There are many ways to summarise the dining experience at Daniel Berlin. When we leave the restaurant we feel we've experienced an evening that'll stay with us for a long time. The focus here isn't simply on the food, but to make sure the guests are having "a good time". It's the interplay of flawless food, fit for its setting, together with a focus on the customer that takes this charming and intimate restaurant to its acclaimed heights. We're dining in someones home (where they also serve fantastic food). The fact that it's a bit hard to close the bathroom-door, since it uses an old style shutter (typical for these types of houses) only adds to the charm.
After dinner, we can't get enough of our experience and we find ourselves conversing with Daniel; and even though the clock is well after midnight, he's happy to take the time for us — again, instilling the sense of customer happiness that's evident throughout our visit. We also get a chance to express our appreciation for the effort that was put into handling the dietary requirements of the night (which is why you sometimes can see one out of the four bites look a bit different in the pictures).

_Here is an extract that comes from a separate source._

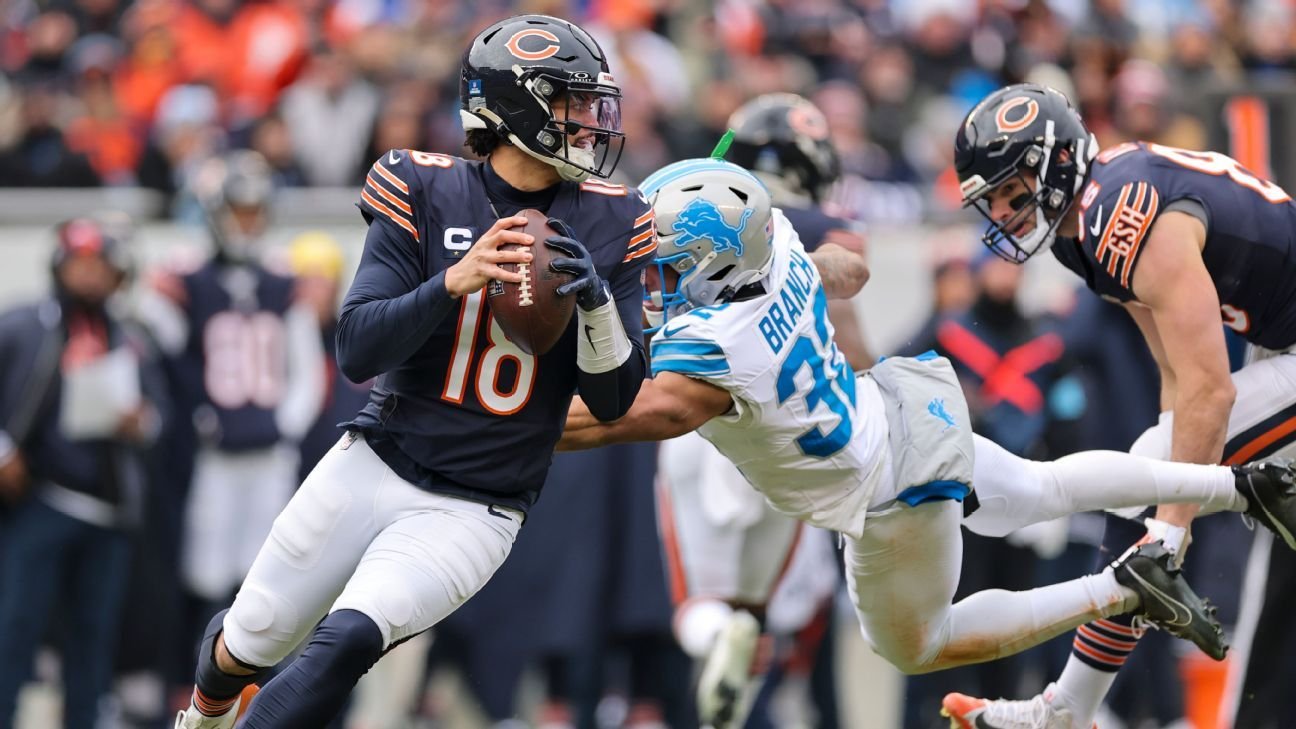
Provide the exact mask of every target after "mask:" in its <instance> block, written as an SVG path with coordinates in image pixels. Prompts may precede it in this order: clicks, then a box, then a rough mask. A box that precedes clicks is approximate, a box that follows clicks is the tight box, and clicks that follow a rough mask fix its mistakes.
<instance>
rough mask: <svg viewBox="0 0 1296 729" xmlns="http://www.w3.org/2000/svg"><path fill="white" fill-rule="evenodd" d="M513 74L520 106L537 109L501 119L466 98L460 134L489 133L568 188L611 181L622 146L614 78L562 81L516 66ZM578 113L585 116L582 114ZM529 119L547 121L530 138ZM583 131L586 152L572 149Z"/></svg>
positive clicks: (531, 109) (518, 111) (513, 70)
mask: <svg viewBox="0 0 1296 729" xmlns="http://www.w3.org/2000/svg"><path fill="white" fill-rule="evenodd" d="M513 73H515V75H516V77H517V84H518V86H520V87H522V88H525V90H526V92H527V101H524V102H534V105H535V108H533V109H531V110H530V112H531V113H530V114H527V113H526V110H518V113H517V114H516V119H504V118H502V117H500V115H499V114H498V113H496V112H495V110H492V109H490V108H489V106H487V105H486V104H485V100H481V102H480V104H477V102H476V101H477V100H473V99H472V97H470V100H469V108H468V110H465V112H463V114H461V117H463V122H464V128H492V130H494V131H495V132H496V134H499V135H500V136H503V137H505V139H507V140H508V141H511V143H512V144H513V145H515V147H517V148H518V149H521V150H522V152H526V153H527V154H530V156H531V157H534V158H537V160H539V161H542V162H544V163H546V165H552V166H553V167H555V169H556V170H557V171H559V176H561V178H562V179H565V180H569V182H583V180H586V179H587V178H590V176H591V175H594V176H596V178H607V176H609V175H612V171H613V170H616V167H617V163H619V161H621V152H622V148H623V147H625V141H626V139H625V134H623V132H622V131H621V88H619V87H618V86H617V83H616V82H614V80H613V79H612V74H607V73H600V74H599V78H590V74H586V73H574V74H569V77H570V78H560V77H559V75H556V74H553V73H550V71H546V70H544V69H524V67H522V66H516V65H515V66H513ZM581 77H586V78H581ZM469 93H472V88H469ZM582 109H584V110H586V112H587V113H581V112H582ZM527 117H531V118H544V119H546V121H544V122H543V126H540V127H539V128H538V130H535V131H534V132H531V131H530V130H529V128H527V127H529V126H530V125H527V123H526V121H525V119H526V118H527ZM582 119H584V121H582ZM591 122H592V123H591ZM515 127H517V128H515ZM582 131H588V132H591V135H587V136H586V137H583V139H588V140H590V141H588V145H587V147H586V145H575V144H573V143H572V137H573V136H578V135H581V132H582ZM578 144H579V141H578Z"/></svg>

When we think back on the food, the only thing we might lack was thee feeling of at least one or two more "substantial" dishes, something we thought would be coming in "part two" of the serving, but instead it felt a little like a "reboot" of "part one". But it's no question that Daniel and his team know what they're doing. We usually have a hard time truly appreciating Swedish local food, as it's something we know, and we're more interested in getting "new tastes". But Daniel Berlin surely got our interest and showed us that with a skilful hand it's possible to create exciting taste-sensations that highlights the produce available — that surely is worth traveling for!